Dans la Lousiane des années 40, un braquage minable d’une épicerie tourne mal : quelques morts et un gamin qui se retrouve condamné pour avoir été présent sur les lieux du crime. Etait-il simple spectateur ou participant actif à la rapine ? Toujours est-il que ce jeune homme, un (sale) nègre pour les uns, un frère pour les autres, sera investi par son peuple de la mission de montrer aux blancs qu’il est bien un Homme.
Car son avocat (blanc, faut-il le préciser ?) ne trouvera rien d’autre à dire que :
« Soyez cléments, messieurs. (…) Quelle justice y aurait-il à prendre sa vie ? Quelle justice, messieurs, autant placer un porc sur la chaise électrique ».
Ce n’est bien sûr pas la clémence qui sera au rendez-vous pour Jefferson, mais la peine capitale (le jury est blanc) ; or, la comparaison utilisée par l’avocat n’aura de cesse de hanter non seulement le jeune homme mais surtout sa tante, qui l’a élevé et qui n’accepte pas que son « fils » soit à ce point rabaissé. Elle se mettra donc en tête de faire de lui un Homme par l’intermédiaire du pasteur (chargé de son âme) et de Grant Wiggins l’instituteur (chargé de son éducation).
Cet instituteur – le narrateur du roman – n’accepte sa mission que de mauvaise grâce, pour faire plaisir à sa tante et surtout à la femme de sa vie.
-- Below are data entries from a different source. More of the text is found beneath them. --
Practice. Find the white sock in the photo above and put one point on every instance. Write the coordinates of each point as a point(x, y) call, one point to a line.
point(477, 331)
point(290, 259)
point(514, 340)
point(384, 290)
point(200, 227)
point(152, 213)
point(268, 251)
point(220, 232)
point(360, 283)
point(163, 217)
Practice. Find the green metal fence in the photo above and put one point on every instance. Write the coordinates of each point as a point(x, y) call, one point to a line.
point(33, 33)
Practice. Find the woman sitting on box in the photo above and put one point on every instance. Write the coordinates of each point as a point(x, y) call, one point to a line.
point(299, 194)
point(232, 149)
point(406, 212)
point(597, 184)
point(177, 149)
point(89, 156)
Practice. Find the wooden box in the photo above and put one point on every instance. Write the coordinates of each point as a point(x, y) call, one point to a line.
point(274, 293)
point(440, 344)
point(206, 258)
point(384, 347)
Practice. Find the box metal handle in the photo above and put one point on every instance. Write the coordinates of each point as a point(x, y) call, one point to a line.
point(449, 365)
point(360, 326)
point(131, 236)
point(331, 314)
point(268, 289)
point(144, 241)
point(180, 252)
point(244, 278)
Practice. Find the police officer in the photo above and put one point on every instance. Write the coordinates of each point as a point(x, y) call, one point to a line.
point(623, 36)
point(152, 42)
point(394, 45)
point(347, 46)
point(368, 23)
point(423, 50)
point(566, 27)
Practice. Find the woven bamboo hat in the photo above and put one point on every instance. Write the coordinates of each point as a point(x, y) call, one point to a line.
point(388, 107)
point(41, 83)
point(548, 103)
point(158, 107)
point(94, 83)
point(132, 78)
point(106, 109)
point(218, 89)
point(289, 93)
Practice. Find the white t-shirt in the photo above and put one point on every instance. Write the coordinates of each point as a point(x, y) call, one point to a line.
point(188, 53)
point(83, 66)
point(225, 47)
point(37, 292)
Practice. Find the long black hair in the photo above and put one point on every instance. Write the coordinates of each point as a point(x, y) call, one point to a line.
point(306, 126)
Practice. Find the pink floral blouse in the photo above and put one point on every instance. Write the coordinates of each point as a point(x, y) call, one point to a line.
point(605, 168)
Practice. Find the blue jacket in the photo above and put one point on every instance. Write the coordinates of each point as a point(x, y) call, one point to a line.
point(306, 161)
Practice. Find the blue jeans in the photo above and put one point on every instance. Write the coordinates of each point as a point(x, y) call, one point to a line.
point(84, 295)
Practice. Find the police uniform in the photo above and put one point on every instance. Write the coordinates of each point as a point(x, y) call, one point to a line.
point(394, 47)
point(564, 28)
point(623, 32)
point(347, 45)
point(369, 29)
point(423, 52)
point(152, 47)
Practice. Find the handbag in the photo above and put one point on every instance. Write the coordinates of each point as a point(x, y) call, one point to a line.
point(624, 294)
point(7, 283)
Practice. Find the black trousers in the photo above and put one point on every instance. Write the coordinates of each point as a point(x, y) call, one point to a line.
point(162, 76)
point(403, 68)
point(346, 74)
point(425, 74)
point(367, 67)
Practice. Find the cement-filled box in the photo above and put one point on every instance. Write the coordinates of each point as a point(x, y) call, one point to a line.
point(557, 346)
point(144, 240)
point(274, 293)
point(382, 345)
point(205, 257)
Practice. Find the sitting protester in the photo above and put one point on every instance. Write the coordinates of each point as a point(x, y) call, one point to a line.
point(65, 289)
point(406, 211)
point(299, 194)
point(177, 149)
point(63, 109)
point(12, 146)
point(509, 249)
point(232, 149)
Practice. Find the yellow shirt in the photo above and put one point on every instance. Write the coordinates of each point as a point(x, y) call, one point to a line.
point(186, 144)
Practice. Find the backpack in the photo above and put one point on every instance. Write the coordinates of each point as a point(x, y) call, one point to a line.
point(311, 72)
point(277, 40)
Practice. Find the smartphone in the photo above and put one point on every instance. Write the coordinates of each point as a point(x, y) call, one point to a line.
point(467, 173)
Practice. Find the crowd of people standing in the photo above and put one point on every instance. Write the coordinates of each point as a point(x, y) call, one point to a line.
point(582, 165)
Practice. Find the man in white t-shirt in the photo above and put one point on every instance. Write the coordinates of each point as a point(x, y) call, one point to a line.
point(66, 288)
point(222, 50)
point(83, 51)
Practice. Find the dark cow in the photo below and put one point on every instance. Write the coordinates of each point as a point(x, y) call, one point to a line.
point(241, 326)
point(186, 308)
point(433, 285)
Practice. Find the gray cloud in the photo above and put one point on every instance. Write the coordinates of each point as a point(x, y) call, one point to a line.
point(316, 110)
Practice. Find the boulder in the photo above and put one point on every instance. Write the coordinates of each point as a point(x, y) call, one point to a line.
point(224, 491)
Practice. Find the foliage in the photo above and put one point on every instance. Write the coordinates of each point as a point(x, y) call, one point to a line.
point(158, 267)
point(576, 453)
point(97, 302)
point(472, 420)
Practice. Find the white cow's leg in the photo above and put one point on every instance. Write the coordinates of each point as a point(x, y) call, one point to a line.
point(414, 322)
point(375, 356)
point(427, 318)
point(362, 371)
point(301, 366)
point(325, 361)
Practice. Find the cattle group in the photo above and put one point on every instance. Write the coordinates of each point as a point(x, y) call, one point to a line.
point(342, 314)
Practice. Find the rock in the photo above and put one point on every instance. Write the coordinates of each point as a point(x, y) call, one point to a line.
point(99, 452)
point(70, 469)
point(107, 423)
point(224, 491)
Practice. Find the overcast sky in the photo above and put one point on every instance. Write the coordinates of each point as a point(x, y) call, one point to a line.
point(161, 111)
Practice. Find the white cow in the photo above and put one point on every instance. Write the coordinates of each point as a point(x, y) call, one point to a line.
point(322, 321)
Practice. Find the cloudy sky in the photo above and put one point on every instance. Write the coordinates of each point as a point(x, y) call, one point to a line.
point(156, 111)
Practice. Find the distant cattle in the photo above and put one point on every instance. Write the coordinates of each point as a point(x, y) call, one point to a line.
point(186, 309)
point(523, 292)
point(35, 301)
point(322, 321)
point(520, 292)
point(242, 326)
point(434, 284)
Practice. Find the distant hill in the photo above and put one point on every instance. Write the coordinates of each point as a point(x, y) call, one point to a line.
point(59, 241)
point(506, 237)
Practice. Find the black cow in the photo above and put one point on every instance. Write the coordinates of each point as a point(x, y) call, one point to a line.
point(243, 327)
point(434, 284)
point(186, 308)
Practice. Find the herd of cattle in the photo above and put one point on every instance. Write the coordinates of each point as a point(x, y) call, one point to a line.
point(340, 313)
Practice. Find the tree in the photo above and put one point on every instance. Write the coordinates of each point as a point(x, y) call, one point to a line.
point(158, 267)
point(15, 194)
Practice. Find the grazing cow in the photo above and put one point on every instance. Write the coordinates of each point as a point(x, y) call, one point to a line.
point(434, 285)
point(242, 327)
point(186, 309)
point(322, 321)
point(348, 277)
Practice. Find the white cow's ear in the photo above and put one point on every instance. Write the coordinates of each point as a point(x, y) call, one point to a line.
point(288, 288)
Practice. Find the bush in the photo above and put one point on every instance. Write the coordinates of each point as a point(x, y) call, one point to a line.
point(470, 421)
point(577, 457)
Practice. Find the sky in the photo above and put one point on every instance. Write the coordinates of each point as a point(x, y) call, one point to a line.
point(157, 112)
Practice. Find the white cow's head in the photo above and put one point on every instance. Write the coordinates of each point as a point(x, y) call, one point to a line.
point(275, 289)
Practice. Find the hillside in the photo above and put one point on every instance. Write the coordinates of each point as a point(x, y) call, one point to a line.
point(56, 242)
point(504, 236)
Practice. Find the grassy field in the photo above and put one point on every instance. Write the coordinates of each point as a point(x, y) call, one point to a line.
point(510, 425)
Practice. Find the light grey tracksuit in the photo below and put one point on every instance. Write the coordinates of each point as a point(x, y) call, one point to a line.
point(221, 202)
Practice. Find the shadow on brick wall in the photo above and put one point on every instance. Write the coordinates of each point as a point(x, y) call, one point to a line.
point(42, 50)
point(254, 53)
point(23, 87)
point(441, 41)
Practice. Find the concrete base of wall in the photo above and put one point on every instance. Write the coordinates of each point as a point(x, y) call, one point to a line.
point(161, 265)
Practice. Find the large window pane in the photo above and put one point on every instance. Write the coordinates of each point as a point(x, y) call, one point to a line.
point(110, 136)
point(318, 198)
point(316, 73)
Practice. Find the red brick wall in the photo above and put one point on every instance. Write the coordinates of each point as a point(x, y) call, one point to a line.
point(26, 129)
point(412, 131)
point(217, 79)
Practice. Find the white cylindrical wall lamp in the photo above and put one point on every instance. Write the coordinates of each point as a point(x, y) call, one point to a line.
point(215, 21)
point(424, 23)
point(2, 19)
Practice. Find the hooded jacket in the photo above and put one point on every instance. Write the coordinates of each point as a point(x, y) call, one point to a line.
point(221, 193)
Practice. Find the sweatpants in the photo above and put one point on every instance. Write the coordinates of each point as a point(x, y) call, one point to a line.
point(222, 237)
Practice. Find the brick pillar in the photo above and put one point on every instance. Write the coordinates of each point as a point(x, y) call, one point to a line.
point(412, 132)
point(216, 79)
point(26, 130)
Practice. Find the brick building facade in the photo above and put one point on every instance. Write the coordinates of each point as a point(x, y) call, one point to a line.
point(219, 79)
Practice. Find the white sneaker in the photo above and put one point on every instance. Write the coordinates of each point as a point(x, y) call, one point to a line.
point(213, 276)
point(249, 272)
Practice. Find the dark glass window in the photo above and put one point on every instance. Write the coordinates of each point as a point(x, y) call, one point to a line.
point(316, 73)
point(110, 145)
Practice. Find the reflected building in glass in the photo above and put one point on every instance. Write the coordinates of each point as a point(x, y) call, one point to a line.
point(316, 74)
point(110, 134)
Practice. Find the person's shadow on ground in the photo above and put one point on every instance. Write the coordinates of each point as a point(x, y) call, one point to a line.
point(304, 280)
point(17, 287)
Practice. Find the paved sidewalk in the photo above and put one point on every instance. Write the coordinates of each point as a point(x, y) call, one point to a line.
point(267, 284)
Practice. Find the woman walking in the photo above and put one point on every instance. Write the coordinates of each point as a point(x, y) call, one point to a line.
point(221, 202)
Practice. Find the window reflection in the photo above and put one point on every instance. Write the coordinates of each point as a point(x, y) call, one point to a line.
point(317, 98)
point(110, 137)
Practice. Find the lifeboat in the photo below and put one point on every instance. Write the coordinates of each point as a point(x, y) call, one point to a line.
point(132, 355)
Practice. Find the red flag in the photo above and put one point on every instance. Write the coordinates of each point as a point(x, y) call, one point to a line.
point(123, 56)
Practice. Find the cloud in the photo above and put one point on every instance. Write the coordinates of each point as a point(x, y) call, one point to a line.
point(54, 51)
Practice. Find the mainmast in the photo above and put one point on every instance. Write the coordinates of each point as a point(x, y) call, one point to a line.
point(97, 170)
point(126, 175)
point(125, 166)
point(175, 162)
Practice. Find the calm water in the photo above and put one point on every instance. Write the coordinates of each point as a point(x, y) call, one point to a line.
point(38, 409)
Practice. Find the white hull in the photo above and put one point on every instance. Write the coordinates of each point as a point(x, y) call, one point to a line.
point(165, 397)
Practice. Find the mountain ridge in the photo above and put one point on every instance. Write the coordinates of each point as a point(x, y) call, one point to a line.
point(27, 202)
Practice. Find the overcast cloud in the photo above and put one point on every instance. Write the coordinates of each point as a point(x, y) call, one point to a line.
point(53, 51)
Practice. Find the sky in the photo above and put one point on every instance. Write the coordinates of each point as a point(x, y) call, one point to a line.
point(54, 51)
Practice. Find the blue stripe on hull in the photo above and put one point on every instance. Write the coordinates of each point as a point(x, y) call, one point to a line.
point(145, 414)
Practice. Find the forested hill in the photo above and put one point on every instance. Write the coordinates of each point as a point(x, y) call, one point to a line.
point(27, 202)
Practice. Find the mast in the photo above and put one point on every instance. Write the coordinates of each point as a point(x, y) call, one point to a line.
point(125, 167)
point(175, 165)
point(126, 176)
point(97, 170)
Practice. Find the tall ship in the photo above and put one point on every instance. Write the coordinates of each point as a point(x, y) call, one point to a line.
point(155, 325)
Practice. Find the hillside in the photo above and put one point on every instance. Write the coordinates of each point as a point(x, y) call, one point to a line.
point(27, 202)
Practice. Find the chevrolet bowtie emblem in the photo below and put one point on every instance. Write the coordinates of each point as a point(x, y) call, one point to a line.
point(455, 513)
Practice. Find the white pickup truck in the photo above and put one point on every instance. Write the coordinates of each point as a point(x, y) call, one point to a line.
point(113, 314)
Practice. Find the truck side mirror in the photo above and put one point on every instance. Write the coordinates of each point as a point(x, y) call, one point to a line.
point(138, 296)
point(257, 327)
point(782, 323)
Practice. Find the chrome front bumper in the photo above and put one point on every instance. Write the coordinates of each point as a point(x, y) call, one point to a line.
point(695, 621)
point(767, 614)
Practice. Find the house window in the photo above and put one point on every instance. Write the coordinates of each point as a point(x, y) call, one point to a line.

Il rechigne et traîne les pieds car il ressent une contradiction à prétendre faire de quelqu’un un homme quand il ne se considère lui-même que comme un lâche, un semi-esclave.
Il faut dire que la condition des noirs n’a pas évolué depuis leur affranchissement : les blancs – par le biais de brimades et d’attitudes dédaigneuses répétées – leur montrent quotidiennement qu’ils se sentent supérieurs à eux.
Wiggins parviendra-t-il à faire mieux avec Jefferson qu’avec ses élèves pour qui il ne peut pas grand-chose, confronté qu’il est à une année scolaire réduite en raison des travaux aux champs (3 mois de moins que pour les blancs), à une classe surchargée et à des moyens cruellement insuffisants ?
« Je confiais à trois de mes grands élèves la tâche d’enseigner aux petits du cours préparatoire et du cours élémentaire, et je me chargeais du cours moyen. C’était la seule façon de faire la classe à tous les enfants tous les jours. Je consacrais les deux dernières heures de l’après-midi aux deux classes supérieures ».
Wiggins est tiraillé entre son envie de fuir, de partir loin de cet héritage funeste, de sa condition servile, et son désir de changer les choses, de lutter. Il a peur d’agir, peur de l’échec qu’on lui destine depuis qu’il est tout petit.
« C’était lui, Matthew Antoine, l’instituteur de l’époque, qui (…) nous avait prédit alors que la plupart d’entre nous mourraient de mort violente, et que les autres seraient ramenés au niveau de bêtes ».
Ce livre simple et touchant nous montrera ce combat de Wiggins contre lui-même, son instituteur, l’avocat ou encore le shérif et finalement contre un Jefferson qui a fini par croire qu’il ne vaut pas mieux qu’un cochon.